"Things' didn't help at all. The '53 Chevy pickup in the driveway and a couple of new guns only masked the real problem. Irish whiskey didn't help, either. I was born to be in a highly personal relationship but didn't know how to pull it off.
Doing what I was trained to do, I met her. I met her but I didn't know it was her. I thought she was just another woman who thought that my clerical collar was tantamount to holiness; the kind of woman who would believe that I wasn't just as fumbling as the dimmest of the dim.

Some months into our relationship, I was dismayed to discover a new feeling in my innermost self. It was the unfounded belief that, even if this woman knew all about me, it wouldn't matter; to her or to me.
I ended our spiritually-professional relationship and asked her to go to the Good Earth in Tempe for some tea.
From that first moment, she began to show myself to me in a way I had never experienced.
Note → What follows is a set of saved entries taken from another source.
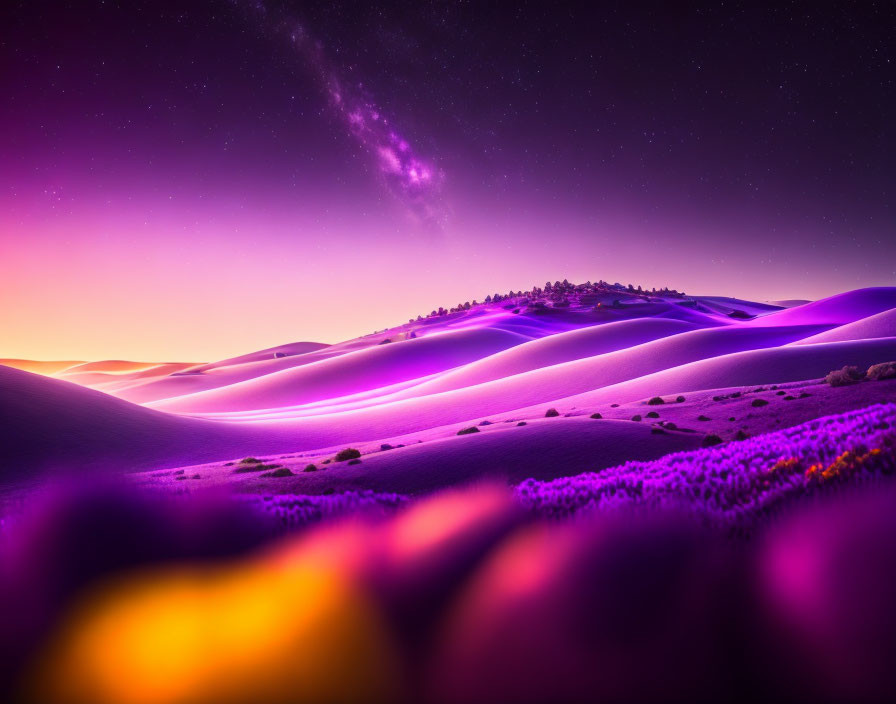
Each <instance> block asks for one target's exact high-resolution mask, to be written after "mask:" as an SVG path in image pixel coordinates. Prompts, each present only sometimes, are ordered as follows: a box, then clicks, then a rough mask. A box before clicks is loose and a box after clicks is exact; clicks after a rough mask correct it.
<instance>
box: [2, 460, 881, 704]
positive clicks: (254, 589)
mask: <svg viewBox="0 0 896 704" xmlns="http://www.w3.org/2000/svg"><path fill="white" fill-rule="evenodd" d="M887 482H888V480H887V479H886V478H883V477H882V478H880V479H879V480H877V481H875V482H873V483H870V484H866V485H865V486H864V487H862V488H860V489H848V488H846V487H845V486H844V487H842V488H841V489H839V490H833V491H830V492H827V493H826V494H825V495H824V496H821V497H819V496H816V497H814V498H807V499H805V500H803V501H801V502H799V503H798V504H797V505H795V506H793V507H791V508H790V509H789V510H788V511H787V512H786V513H781V514H779V515H777V516H776V517H774V518H772V519H769V520H768V521H766V522H765V523H764V524H763V525H762V527H761V528H760V529H759V530H758V531H756V533H755V534H754V535H752V536H751V537H750V538H749V539H744V538H733V537H731V536H730V534H726V535H722V534H720V533H718V532H717V530H716V529H712V528H709V527H707V525H706V523H705V522H702V521H700V520H698V519H697V518H695V515H696V514H694V513H693V512H691V513H685V512H682V511H671V510H662V511H656V510H653V511H650V512H648V511H646V510H643V509H639V508H637V507H634V508H632V509H631V510H629V511H617V512H614V513H612V514H611V515H609V516H608V515H603V516H601V515H593V516H591V517H583V516H579V517H577V518H576V517H574V518H571V519H566V520H563V521H551V522H549V521H546V520H545V519H542V518H537V517H535V516H534V514H533V513H532V512H531V511H525V510H524V509H523V508H522V507H521V505H520V503H519V501H517V500H515V499H514V498H513V497H512V495H511V493H510V492H508V491H507V490H506V489H504V488H499V487H494V486H477V487H472V488H468V489H465V490H462V491H456V492H450V493H445V494H442V495H437V496H434V497H431V498H428V499H424V500H421V501H419V502H417V503H413V504H411V505H410V506H408V507H404V508H396V509H395V510H394V512H392V513H391V514H383V513H380V514H378V515H371V516H366V517H365V516H358V517H354V518H351V519H341V520H331V521H329V522H324V523H322V524H320V525H318V526H317V527H313V528H307V529H305V530H303V531H300V532H294V533H290V534H288V535H282V534H279V535H278V530H279V529H278V528H277V527H275V526H274V525H273V524H272V523H271V522H270V521H271V518H270V516H267V517H266V516H264V515H263V514H259V513H258V512H257V511H253V510H251V509H250V507H248V506H246V505H238V504H235V503H233V502H232V501H230V500H226V499H224V498H218V499H216V498H214V497H213V496H211V495H209V496H205V497H202V496H195V495H194V496H174V497H172V496H164V495H152V494H149V493H141V494H137V493H134V491H133V489H129V488H126V487H124V486H103V487H94V488H91V489H86V488H80V489H72V487H68V486H66V487H57V490H55V491H48V492H45V493H44V494H42V495H41V496H39V497H38V498H35V499H33V501H32V503H31V504H30V505H29V506H28V507H27V511H21V512H19V514H20V517H19V518H18V519H16V520H14V521H13V522H12V523H11V524H10V523H9V522H8V521H7V523H6V525H5V527H4V531H3V535H2V545H3V555H2V570H3V580H2V594H0V596H2V600H0V609H2V622H3V624H4V628H3V631H2V649H3V650H2V656H3V660H2V661H3V663H4V672H3V686H4V690H5V693H6V694H8V695H10V696H11V697H12V698H15V699H17V700H24V701H35V702H85V703H86V702H91V703H94V704H100V703H102V702H118V703H121V704H128V703H131V702H133V703H135V704H150V703H156V702H215V703H219V704H220V703H224V702H258V703H261V702H304V701H307V702H322V701H431V702H453V701H474V702H475V701H481V702H493V701H517V702H529V701H531V702H535V701H584V700H611V701H620V700H621V701H646V700H657V699H675V700H684V699H689V700H710V699H712V700H717V699H732V698H740V699H743V698H747V699H766V700H773V699H778V698H781V697H787V698H789V699H803V700H815V701H818V700H838V699H851V700H883V699H893V698H896V671H894V669H893V668H892V662H893V656H894V654H896V602H894V601H893V599H892V592H893V584H894V579H896V511H894V510H893V509H894V507H896V493H894V490H893V489H891V488H890V487H889V485H888V483H887Z"/></svg>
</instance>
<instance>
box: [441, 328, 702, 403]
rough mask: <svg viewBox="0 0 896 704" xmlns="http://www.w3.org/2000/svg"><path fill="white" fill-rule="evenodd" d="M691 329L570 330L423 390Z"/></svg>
mask: <svg viewBox="0 0 896 704" xmlns="http://www.w3.org/2000/svg"><path fill="white" fill-rule="evenodd" d="M693 329H694V326H693V324H690V323H684V322H681V321H678V320H668V319H665V318H637V319H634V320H621V321H618V322H612V323H605V324H604V325H598V326H594V327H588V328H580V329H577V330H570V331H568V332H561V333H557V334H555V335H550V336H548V337H542V338H539V339H537V340H532V341H531V342H526V343H525V344H522V345H519V346H517V347H512V348H510V349H508V350H504V351H503V352H497V353H495V354H493V355H491V356H489V357H485V358H484V359H480V360H477V361H474V362H471V363H470V364H468V365H466V366H465V367H463V368H461V369H458V370H457V371H453V372H448V373H446V374H444V375H442V376H441V377H440V378H439V379H437V380H434V381H431V382H427V383H426V385H425V387H423V388H425V390H426V393H438V392H439V391H448V390H451V389H458V388H462V387H464V386H473V385H476V384H482V383H485V382H487V381H493V380H495V379H502V378H504V377H508V376H513V375H514V374H521V373H523V372H528V371H532V370H533V369H540V368H542V367H550V366H553V365H555V364H561V363H562V362H569V361H572V360H576V359H583V358H585V357H593V356H596V355H600V354H606V353H608V352H616V351H618V350H621V349H626V348H628V347H633V346H635V345H640V344H643V343H645V342H650V341H652V340H656V339H659V338H664V337H669V336H671V335H676V334H678V333H682V332H688V331H690V330H693Z"/></svg>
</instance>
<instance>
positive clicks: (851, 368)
mask: <svg viewBox="0 0 896 704" xmlns="http://www.w3.org/2000/svg"><path fill="white" fill-rule="evenodd" d="M864 378H865V375H864V374H863V373H862V372H861V371H859V368H858V367H850V366H846V367H843V369H835V370H834V371H832V372H829V373H828V375H827V376H826V377H825V378H824V380H825V382H826V383H828V384H830V385H831V386H849V385H850V384H855V383H856V382H859V381H861V380H862V379H864Z"/></svg>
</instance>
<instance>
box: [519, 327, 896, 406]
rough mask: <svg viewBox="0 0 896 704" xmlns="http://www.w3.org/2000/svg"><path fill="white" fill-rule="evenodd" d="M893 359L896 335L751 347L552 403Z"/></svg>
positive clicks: (580, 394)
mask: <svg viewBox="0 0 896 704" xmlns="http://www.w3.org/2000/svg"><path fill="white" fill-rule="evenodd" d="M893 359H896V338H893V337H886V338H878V339H874V340H852V341H846V342H828V343H817V344H814V345H800V346H798V347H797V346H786V347H776V348H773V349H765V350H751V351H748V352H736V353H732V354H729V355H724V356H721V357H715V358H713V359H706V360H700V361H697V362H692V363H689V364H684V365H682V366H680V367H675V368H672V369H667V370H664V371H660V372H656V373H654V374H650V375H647V376H644V377H641V378H638V379H633V380H631V381H626V382H622V383H619V384H614V385H612V386H607V387H605V388H601V389H597V390H595V391H592V392H586V393H583V394H576V395H575V396H571V397H569V398H565V399H561V400H556V401H555V402H554V403H555V405H557V406H558V407H563V408H568V407H570V406H581V405H589V404H591V405H595V404H600V403H610V402H614V403H627V402H630V401H638V400H640V399H644V398H649V397H651V396H661V395H663V394H672V393H681V392H686V391H698V390H700V389H715V388H724V387H728V386H756V385H759V384H778V383H786V382H792V381H808V380H810V379H818V378H820V377H823V376H825V375H826V374H827V373H828V372H829V371H831V370H832V369H839V368H840V367H842V366H844V365H855V366H858V367H861V368H863V369H866V368H868V367H869V366H870V365H872V364H877V363H878V362H886V361H891V360H893ZM542 405H543V404H541V405H538V406H535V409H536V410H537V409H539V408H541V407H542ZM521 410H525V409H521Z"/></svg>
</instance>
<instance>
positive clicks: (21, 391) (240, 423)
mask: <svg viewBox="0 0 896 704" xmlns="http://www.w3.org/2000/svg"><path fill="white" fill-rule="evenodd" d="M688 334H690V333H688ZM660 342H663V341H662V340H661V341H660ZM651 344H652V343H651ZM612 354H618V353H612ZM607 356H609V355H607ZM892 358H896V340H893V339H886V338H884V339H880V340H869V341H859V342H841V343H828V344H826V345H805V346H801V347H788V348H779V349H774V350H759V351H753V352H747V353H740V354H736V355H731V356H729V357H727V358H721V359H716V360H710V361H708V362H705V363H702V364H699V363H698V364H697V365H688V366H687V367H685V368H682V369H672V370H668V371H666V372H661V373H660V374H657V375H654V377H653V378H648V379H646V380H645V379H639V380H637V381H636V382H632V384H631V385H630V386H629V387H628V388H627V389H625V388H623V387H616V388H610V389H606V390H602V391H599V392H592V393H591V394H586V395H581V396H580V397H579V398H576V399H572V398H566V399H565V400H564V403H569V402H574V405H578V406H579V407H582V406H587V405H588V404H589V403H591V404H597V403H605V402H609V400H610V399H613V400H617V401H618V402H622V401H624V400H625V398H624V397H630V399H631V400H637V399H640V398H644V397H648V396H651V395H654V394H662V393H676V392H678V391H680V390H682V385H683V384H684V385H688V386H690V387H691V388H707V387H708V388H713V387H725V386H733V385H737V384H754V383H774V382H776V381H781V379H780V378H778V377H780V376H785V377H786V376H790V377H793V378H796V379H805V378H817V377H819V376H821V375H822V374H823V373H825V372H826V371H827V370H829V369H830V368H833V367H837V366H842V365H843V364H845V363H853V364H859V365H863V364H864V365H865V366H867V365H869V364H872V363H875V362H879V361H881V360H883V359H892ZM584 361H585V362H588V361H590V360H584ZM580 363H581V362H571V363H567V364H571V365H577V364H580ZM566 366H567V365H557V366H555V367H551V368H549V369H547V370H540V371H539V372H530V373H528V374H524V375H517V377H512V378H511V379H508V380H499V381H497V382H491V383H490V384H483V385H480V386H478V387H473V388H470V389H462V390H459V391H456V392H447V393H443V394H438V395H435V396H431V397H424V398H418V399H409V400H407V401H400V402H396V403H392V404H387V405H384V406H380V407H375V408H369V409H363V410H358V411H352V412H346V413H341V414H332V415H328V416H320V417H311V418H302V419H296V420H288V421H277V422H273V421H269V422H257V423H227V422H213V421H203V420H199V419H193V418H184V417H178V416H173V415H169V414H165V413H161V412H157V411H152V410H150V409H146V408H142V407H140V406H136V405H134V404H130V403H128V402H126V401H122V400H120V399H115V398H113V397H111V396H108V395H106V394H102V393H100V392H97V391H93V390H91V389H86V388H83V387H79V386H77V385H75V384H70V383H68V382H65V381H60V380H57V379H51V378H47V377H43V376H39V375H35V374H30V373H28V372H23V371H19V370H15V369H11V368H2V369H0V409H2V411H3V415H4V417H5V418H6V421H5V423H4V424H3V426H2V427H0V440H2V442H3V446H4V449H5V451H6V458H7V463H6V465H5V466H4V475H5V477H6V478H15V477H22V476H26V475H29V474H32V473H38V472H41V471H47V470H57V471H64V470H73V469H79V468H98V469H118V470H123V471H130V470H139V469H150V468H154V467H161V466H181V465H185V464H198V463H201V462H210V461H214V460H225V459H231V458H234V457H239V456H242V455H246V454H255V453H257V454H275V453H284V452H293V451H297V450H304V449H314V448H322V447H330V446H334V445H338V444H341V443H351V442H362V441H374V440H380V439H388V438H392V437H396V436H400V435H404V434H406V433H410V432H416V431H426V430H431V429H433V428H438V427H440V426H446V425H451V424H459V423H464V422H469V421H472V420H474V419H479V418H483V417H486V416H488V415H491V414H494V413H501V412H508V411H514V410H515V409H520V408H521V407H523V406H530V405H532V404H531V403H526V401H528V400H529V399H532V398H534V399H535V401H536V403H547V402H548V401H550V400H552V399H553V398H554V395H555V394H558V393H560V392H562V391H563V390H564V388H565V387H564V385H565V384H571V383H572V382H573V381H575V380H576V377H575V375H570V374H568V373H565V370H564V367H566ZM546 372H548V374H547V375H545V373H546ZM530 374H541V375H543V376H542V377H541V378H540V384H539V385H538V386H537V387H534V388H533V387H532V386H531V385H530V384H527V383H525V382H523V383H520V381H519V380H520V378H521V377H523V378H525V377H527V376H529V375H530ZM510 382H513V383H510ZM589 383H594V382H589ZM566 388H568V386H567V387H566ZM541 413H542V414H543V411H541Z"/></svg>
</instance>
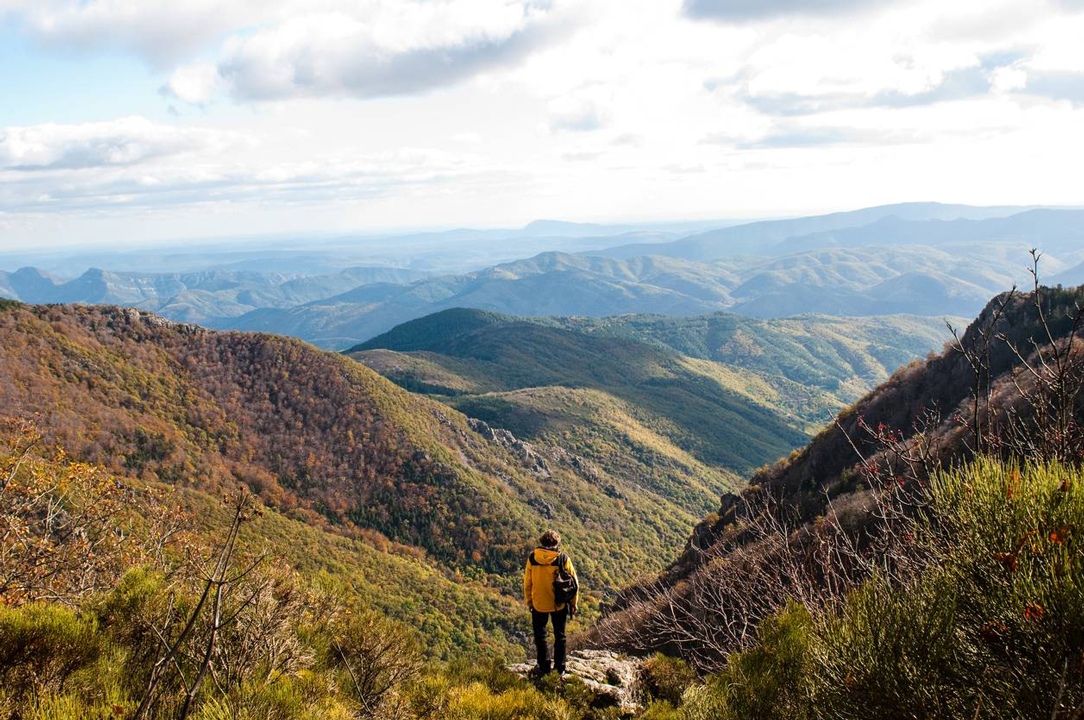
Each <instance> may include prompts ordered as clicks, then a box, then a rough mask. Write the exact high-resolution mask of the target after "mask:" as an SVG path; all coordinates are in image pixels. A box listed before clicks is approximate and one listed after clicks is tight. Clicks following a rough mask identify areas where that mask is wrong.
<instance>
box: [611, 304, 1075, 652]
mask: <svg viewBox="0 0 1084 720" xmlns="http://www.w3.org/2000/svg"><path fill="white" fill-rule="evenodd" d="M1036 298H1037V299H1036ZM1082 298H1084V295H1082V292H1081V290H1080V288H1077V290H1074V291H1061V290H1048V288H1043V290H1040V291H1036V292H1034V293H1032V294H1031V295H1023V294H1015V295H1009V294H1006V295H1003V296H1002V297H999V298H997V299H995V300H994V301H992V303H991V305H990V306H989V307H988V308H986V309H985V310H984V311H983V313H982V314H981V316H980V317H979V318H978V319H977V320H976V321H975V322H973V323H972V324H971V325H970V326H969V327H968V329H967V331H966V332H962V333H960V336H959V339H958V340H957V342H954V343H953V344H952V345H951V346H950V347H947V348H946V349H945V351H944V352H942V353H940V355H937V356H934V357H931V358H930V359H928V360H927V361H925V362H914V363H911V364H909V365H907V367H905V368H903V369H901V370H900V371H898V372H896V373H894V374H893V375H892V377H891V378H890V380H889V381H888V382H886V383H883V384H881V385H880V386H878V387H877V388H876V389H875V390H873V391H872V393H869V394H868V395H866V396H865V397H863V398H862V399H861V400H860V401H859V402H856V403H855V404H854V406H852V407H850V408H848V409H847V410H844V411H843V412H842V413H841V414H840V415H839V417H838V420H837V421H836V423H835V424H833V425H829V426H828V427H826V428H825V429H824V430H823V432H822V433H821V434H820V435H817V436H816V437H815V438H814V439H813V440H812V441H811V442H810V443H809V446H806V447H805V448H804V449H802V450H801V451H799V452H795V453H793V454H792V455H790V457H789V458H788V459H786V460H784V461H780V462H778V463H776V464H774V465H773V466H771V467H769V468H764V470H762V471H760V472H758V473H756V474H753V475H752V477H751V478H750V483H749V486H748V488H746V489H745V490H744V491H743V492H741V493H738V494H733V496H727V497H724V499H723V503H722V505H721V506H720V509H719V510H718V511H717V512H715V513H712V514H711V515H709V516H708V517H707V518H706V519H705V520H704V522H702V523H700V524H699V525H698V526H697V528H696V530H695V531H694V532H693V536H692V538H691V540H689V541H688V542H687V543H686V548H685V550H684V552H683V553H682V555H681V556H680V557H679V558H678V560H676V561H675V562H674V563H673V564H672V565H671V566H670V567H669V568H668V569H667V571H666V573H663V574H662V575H661V576H660V577H659V578H658V579H657V580H656V581H654V582H650V583H646V584H642V586H635V587H632V588H630V589H628V590H627V591H625V592H624V593H623V595H622V597H621V599H620V600H619V602H618V604H617V607H618V608H620V609H619V610H618V612H616V613H614V614H611V615H610V616H609V617H608V618H607V619H606V620H604V622H603V625H602V626H601V631H599V632H601V634H599V635H598V637H599V638H602V637H605V638H607V641H605V642H610V643H615V644H617V645H620V644H622V643H628V645H629V646H640V645H638V644H640V643H645V645H646V646H647V647H650V646H653V644H654V643H659V644H658V645H655V646H660V647H669V648H670V650H674V647H676V645H671V642H672V639H673V638H674V637H676V635H675V632H678V631H676V630H675V627H676V626H675V625H674V623H675V622H676V623H678V625H679V626H680V625H681V623H682V621H683V620H678V619H675V618H678V617H679V616H681V617H684V618H685V619H686V620H688V619H691V618H692V617H694V616H696V615H697V614H699V613H700V612H702V610H706V608H709V607H714V608H718V612H723V610H722V608H724V607H728V608H730V609H728V610H726V613H725V614H726V616H727V618H728V625H727V626H721V627H720V630H719V632H718V634H715V635H713V637H710V635H705V634H700V635H695V633H694V635H695V638H694V635H687V637H686V640H681V641H675V642H676V643H678V645H681V644H683V643H685V642H688V643H689V645H688V646H687V647H685V650H684V651H683V652H686V653H692V654H699V656H700V657H701V658H702V659H705V660H707V658H709V657H710V656H712V655H713V654H714V656H715V657H718V656H719V653H721V652H725V650H724V648H726V647H737V646H739V645H740V644H741V641H740V640H739V638H740V637H741V632H743V631H741V628H743V627H749V626H752V625H756V622H757V621H759V620H760V619H762V618H763V617H766V615H767V614H770V613H771V612H772V610H773V609H777V608H779V607H782V606H783V605H784V604H785V603H786V601H787V600H788V599H797V600H801V601H804V602H811V603H814V604H823V603H825V602H829V601H828V599H830V597H831V596H833V593H839V592H843V591H846V590H847V589H850V588H853V587H855V586H856V584H857V583H861V581H862V580H864V579H865V577H868V576H863V570H862V568H863V567H865V566H864V565H863V563H861V562H851V561H850V560H848V557H850V555H849V553H852V552H857V551H859V549H865V552H867V553H869V554H872V555H873V556H874V557H880V558H881V560H885V558H886V557H891V556H892V553H894V552H896V551H898V550H899V547H898V545H891V543H892V542H899V537H896V536H894V535H893V533H892V532H891V531H889V530H890V529H891V528H892V527H893V523H892V522H889V520H891V519H892V518H893V517H894V516H893V515H892V513H890V512H889V511H888V510H886V507H887V505H888V501H887V500H886V498H893V497H894V496H893V494H892V493H893V492H895V491H896V490H898V489H902V491H904V492H905V493H911V492H918V493H920V492H921V488H924V487H925V484H926V483H927V481H928V480H929V477H930V475H931V473H933V472H934V471H935V468H939V467H952V466H955V465H956V464H958V463H960V462H965V461H969V460H970V459H972V458H973V457H975V455H976V453H977V451H981V452H982V453H988V454H997V455H1003V457H1004V458H1006V459H1012V458H1016V459H1020V458H1029V457H1035V458H1038V459H1045V460H1048V459H1051V458H1053V459H1055V460H1060V461H1066V462H1074V463H1075V462H1079V461H1080V459H1081V458H1082V457H1084V455H1082V454H1081V451H1082V448H1084V445H1081V437H1080V434H1079V433H1076V432H1075V430H1074V429H1073V428H1075V427H1076V426H1079V424H1080V417H1081V414H1082V412H1084V408H1082V406H1084V393H1082V388H1084V363H1082V361H1081V355H1080V348H1079V343H1080V338H1079V331H1080V322H1081V314H1080V312H1079V311H1077V310H1076V309H1075V308H1076V307H1077V306H1076V304H1079V303H1080V301H1081V300H1082ZM886 493H888V494H886ZM905 500H906V498H905ZM908 502H909V503H911V506H914V503H915V502H916V500H915V498H914V497H911V498H909V500H908ZM894 512H896V513H901V512H902V513H903V515H906V514H907V513H906V511H901V510H899V509H896V510H895V511H894ZM903 515H899V516H898V517H896V519H900V518H902V517H903ZM822 541H823V542H824V543H828V544H827V545H825V544H822V545H820V550H818V544H817V543H821V542H822ZM886 542H888V543H890V545H889V547H885V544H883V543H886ZM837 545H838V547H837ZM844 545H846V547H848V548H851V550H850V551H848V550H840V549H839V547H844ZM823 552H826V553H829V554H830V553H834V552H835V553H839V554H838V556H836V557H835V558H833V557H829V556H827V555H822V554H820V553H823ZM801 558H804V560H801ZM815 558H816V560H815ZM805 562H810V563H813V564H812V565H810V566H803V563H805ZM886 562H887V563H889V565H882V567H885V568H888V570H889V571H890V573H891V571H894V569H893V568H892V567H891V561H886ZM865 571H869V569H868V567H865ZM738 576H740V578H741V579H740V581H739V580H737V579H736V578H737V577H738ZM721 578H723V579H724V580H722V581H721ZM727 578H728V579H730V580H726V579H727ZM675 607H682V608H685V610H683V613H678V614H676V615H675V614H674V608H675ZM701 621H702V619H701ZM641 648H642V650H643V646H642V647H641Z"/></svg>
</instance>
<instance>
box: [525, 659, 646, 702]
mask: <svg viewBox="0 0 1084 720" xmlns="http://www.w3.org/2000/svg"><path fill="white" fill-rule="evenodd" d="M643 664H644V661H643V660H641V659H638V658H635V657H627V656H623V655H619V654H617V653H610V652H608V651H601V650H577V651H572V652H571V653H569V655H568V666H567V669H568V673H569V674H570V676H572V677H575V678H577V679H579V680H580V681H581V682H582V683H583V684H584V685H586V687H588V690H590V691H591V692H592V693H594V694H595V695H596V697H597V698H598V703H597V704H598V706H599V707H617V708H618V709H619V710H620V711H621V712H622V713H627V715H633V713H635V712H636V711H638V710H641V709H642V705H643V704H642V696H643V693H642V691H641V683H640V674H641V669H642V667H643ZM508 669H509V670H512V671H513V672H515V673H517V674H519V676H522V677H525V678H526V677H528V676H529V674H530V672H531V670H532V669H534V664H533V663H520V664H518V665H513V666H509V667H508Z"/></svg>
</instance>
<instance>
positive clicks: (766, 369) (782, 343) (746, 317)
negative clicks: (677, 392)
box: [557, 312, 965, 423]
She was intelligent, witty, self-sufficient, lived in a small rock house in the backyard of a guy who was a Bible-thumper with a great heart. And she sang. She sang beautifully. Even though she was of the Hippie persuasion, she saw right through my martial past and focused on the real me.
She never objected to my banjo playing or to my shooting. Who was this woman?
I couldn't stand it anymore. Whichever of us proposed marriage doesn't matter. It happened.
Since then, it has only been better; even through rough times of disagreements, sicknesses, job losses, moving, our child growing to adulthood and everything else that destroys most matrimonial relationships. You see, even though I'm still a fumbler, she sees right through the fumbling and loves what she sees (it still amazes me that she does).
She's even better now than she was when I met her. She's gone by a fair amount of names but, besides Sweething or Preciosa, I just call her Lady Susanna.